It’s highly unlikely that colonies of microbes floating in a sea or lodged in rocks will be able to build things like rockets or nuclear power plants that we can detect from our corner of the galaxy, although they may, for instance, be emitting abnormal levels of gases that we could identify. Older and wiser species are more likely to build technology we can monitor the void for, however. We're talking about things like industrial gases and signs of surface artifacts as well as radio transmissions; all clues pointing to the presence of intelligent life. If said aliens leave any trace at all.

“It is often argued that advanced civilizations are likely to build large geoengineering or stellar system engineering megastructures,” the paper stated.

“There might be advanced civilizations that do not leave a large imprint on their planetary or space environment and will thus be very difficult to detect. And conversely, there might be younger civilizations that announce themselves very conspicuously, [for example] by broadcasting radio signals or releasing large amounts of industrial pollutants into their atmospheres.”

Science fiction to science fact?

The researchers are particularly interested in the technosignatures of a Dyson sphere, a hypothetical structure built around a star to harvest its energy.
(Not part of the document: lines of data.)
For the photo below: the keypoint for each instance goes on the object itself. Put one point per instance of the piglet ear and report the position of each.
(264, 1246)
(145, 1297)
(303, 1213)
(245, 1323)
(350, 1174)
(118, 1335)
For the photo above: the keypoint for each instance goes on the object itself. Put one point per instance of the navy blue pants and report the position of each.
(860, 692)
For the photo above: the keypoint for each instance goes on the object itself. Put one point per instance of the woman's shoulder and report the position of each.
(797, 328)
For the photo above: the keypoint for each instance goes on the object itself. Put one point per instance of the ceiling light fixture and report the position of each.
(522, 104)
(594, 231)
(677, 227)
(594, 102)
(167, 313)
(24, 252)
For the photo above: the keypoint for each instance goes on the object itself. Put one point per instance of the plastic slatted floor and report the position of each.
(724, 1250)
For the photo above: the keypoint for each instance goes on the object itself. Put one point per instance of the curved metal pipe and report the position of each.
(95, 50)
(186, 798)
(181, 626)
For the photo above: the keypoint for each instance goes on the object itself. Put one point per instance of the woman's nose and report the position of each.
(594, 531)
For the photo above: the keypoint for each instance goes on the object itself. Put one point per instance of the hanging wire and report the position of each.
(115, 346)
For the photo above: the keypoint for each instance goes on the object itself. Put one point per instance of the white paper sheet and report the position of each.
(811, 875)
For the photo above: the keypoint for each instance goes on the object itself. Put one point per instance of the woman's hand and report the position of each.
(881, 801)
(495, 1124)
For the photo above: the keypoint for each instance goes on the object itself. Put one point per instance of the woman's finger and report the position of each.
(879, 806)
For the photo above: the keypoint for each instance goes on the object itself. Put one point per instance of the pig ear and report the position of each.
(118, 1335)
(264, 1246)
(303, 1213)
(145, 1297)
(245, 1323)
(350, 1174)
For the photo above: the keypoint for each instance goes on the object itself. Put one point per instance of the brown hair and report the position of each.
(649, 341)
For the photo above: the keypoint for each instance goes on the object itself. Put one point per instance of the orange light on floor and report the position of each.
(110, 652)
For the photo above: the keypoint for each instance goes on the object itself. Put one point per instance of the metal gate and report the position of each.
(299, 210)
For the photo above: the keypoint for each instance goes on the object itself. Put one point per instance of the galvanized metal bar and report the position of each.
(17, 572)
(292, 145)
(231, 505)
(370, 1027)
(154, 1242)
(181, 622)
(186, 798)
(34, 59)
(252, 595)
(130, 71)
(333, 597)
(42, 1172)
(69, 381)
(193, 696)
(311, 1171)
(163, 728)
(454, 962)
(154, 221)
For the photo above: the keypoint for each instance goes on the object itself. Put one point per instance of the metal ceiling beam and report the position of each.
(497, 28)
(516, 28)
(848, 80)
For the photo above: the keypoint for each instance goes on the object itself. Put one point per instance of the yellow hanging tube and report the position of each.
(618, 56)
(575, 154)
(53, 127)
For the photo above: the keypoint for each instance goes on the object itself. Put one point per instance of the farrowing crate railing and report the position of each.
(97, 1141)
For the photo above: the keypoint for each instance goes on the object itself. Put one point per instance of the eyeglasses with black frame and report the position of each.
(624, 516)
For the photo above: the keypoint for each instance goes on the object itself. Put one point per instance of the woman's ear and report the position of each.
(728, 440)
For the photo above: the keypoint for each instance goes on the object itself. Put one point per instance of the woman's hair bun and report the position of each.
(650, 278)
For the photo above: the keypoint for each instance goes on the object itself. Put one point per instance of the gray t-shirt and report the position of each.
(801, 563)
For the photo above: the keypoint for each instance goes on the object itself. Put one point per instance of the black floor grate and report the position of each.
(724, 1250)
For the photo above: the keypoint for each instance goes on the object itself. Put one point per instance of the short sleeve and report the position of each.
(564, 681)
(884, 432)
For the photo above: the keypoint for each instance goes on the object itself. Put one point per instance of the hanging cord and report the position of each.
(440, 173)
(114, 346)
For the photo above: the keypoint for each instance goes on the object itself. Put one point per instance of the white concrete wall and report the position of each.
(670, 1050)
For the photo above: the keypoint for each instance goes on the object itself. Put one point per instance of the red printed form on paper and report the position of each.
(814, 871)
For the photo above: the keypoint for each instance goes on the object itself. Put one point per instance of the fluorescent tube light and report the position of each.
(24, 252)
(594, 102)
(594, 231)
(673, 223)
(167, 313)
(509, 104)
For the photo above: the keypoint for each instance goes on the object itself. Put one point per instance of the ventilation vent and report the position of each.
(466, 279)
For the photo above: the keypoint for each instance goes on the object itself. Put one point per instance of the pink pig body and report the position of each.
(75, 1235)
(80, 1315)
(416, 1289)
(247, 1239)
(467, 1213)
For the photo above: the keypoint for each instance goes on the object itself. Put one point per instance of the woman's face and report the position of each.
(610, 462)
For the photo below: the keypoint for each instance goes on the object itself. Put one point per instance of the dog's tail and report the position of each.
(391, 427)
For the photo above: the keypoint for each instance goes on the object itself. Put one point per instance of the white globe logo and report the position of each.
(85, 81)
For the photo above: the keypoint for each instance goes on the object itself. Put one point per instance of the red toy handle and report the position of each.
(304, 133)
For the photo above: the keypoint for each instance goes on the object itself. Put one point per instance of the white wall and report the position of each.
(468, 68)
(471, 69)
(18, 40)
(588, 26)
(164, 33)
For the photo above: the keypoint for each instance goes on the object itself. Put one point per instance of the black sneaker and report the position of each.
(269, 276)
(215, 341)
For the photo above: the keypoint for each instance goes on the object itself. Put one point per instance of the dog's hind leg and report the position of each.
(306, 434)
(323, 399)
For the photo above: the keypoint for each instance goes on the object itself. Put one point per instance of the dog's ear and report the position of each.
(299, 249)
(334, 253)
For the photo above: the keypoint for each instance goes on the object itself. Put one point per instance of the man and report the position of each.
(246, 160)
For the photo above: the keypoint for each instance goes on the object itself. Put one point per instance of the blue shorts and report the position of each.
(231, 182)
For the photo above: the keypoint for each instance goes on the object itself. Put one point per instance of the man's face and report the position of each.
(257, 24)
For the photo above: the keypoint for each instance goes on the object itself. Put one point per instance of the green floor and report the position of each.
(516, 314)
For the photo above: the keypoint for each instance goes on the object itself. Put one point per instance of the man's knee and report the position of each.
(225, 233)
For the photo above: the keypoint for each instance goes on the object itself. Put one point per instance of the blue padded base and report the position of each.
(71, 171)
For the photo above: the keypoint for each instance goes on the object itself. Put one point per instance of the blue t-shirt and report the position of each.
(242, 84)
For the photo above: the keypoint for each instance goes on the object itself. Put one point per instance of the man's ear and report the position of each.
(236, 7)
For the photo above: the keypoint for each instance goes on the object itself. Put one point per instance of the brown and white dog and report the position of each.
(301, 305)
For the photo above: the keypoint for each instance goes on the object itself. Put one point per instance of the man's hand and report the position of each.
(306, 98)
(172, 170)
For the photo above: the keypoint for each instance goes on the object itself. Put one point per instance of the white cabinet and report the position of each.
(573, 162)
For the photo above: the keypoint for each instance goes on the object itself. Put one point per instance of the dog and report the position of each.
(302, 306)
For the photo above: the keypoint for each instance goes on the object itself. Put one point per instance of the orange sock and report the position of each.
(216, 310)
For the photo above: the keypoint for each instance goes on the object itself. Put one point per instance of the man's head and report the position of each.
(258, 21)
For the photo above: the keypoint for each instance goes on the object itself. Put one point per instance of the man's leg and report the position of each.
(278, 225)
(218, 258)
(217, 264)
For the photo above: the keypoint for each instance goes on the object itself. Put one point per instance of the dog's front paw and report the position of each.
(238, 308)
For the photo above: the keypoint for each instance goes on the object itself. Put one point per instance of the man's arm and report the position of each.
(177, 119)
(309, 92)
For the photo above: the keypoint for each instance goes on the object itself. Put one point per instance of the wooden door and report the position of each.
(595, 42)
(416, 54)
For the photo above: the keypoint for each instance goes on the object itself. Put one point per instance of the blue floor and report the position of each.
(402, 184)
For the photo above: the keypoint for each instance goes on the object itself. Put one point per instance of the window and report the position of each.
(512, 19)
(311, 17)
Scientists could detect these spheres – popularized by physicist Freeman Dyson – by inspecting the infrared spectra around stars to see if its heat was being funneled elsewhere, the paper suggests.

“The idea of searching for technosignatures draws upon the technology we have on Earth today and possible extensions of our technology into the future,” said Jacob Haqq-Misra, coauthor of the article and a researcher at the Blue Marble Space Institute of Science.

“This does not necessarily mean that any extraterrestrial technology must be like our own, but imagining plausible extensions of our own future is one place to begin thinking of astronomical searches we could actually do to look for possible technosignatures.”

NASA said it will, over the course of three years, bankroll a team of boffins led by Harvard University to look for ways to find these signs of life.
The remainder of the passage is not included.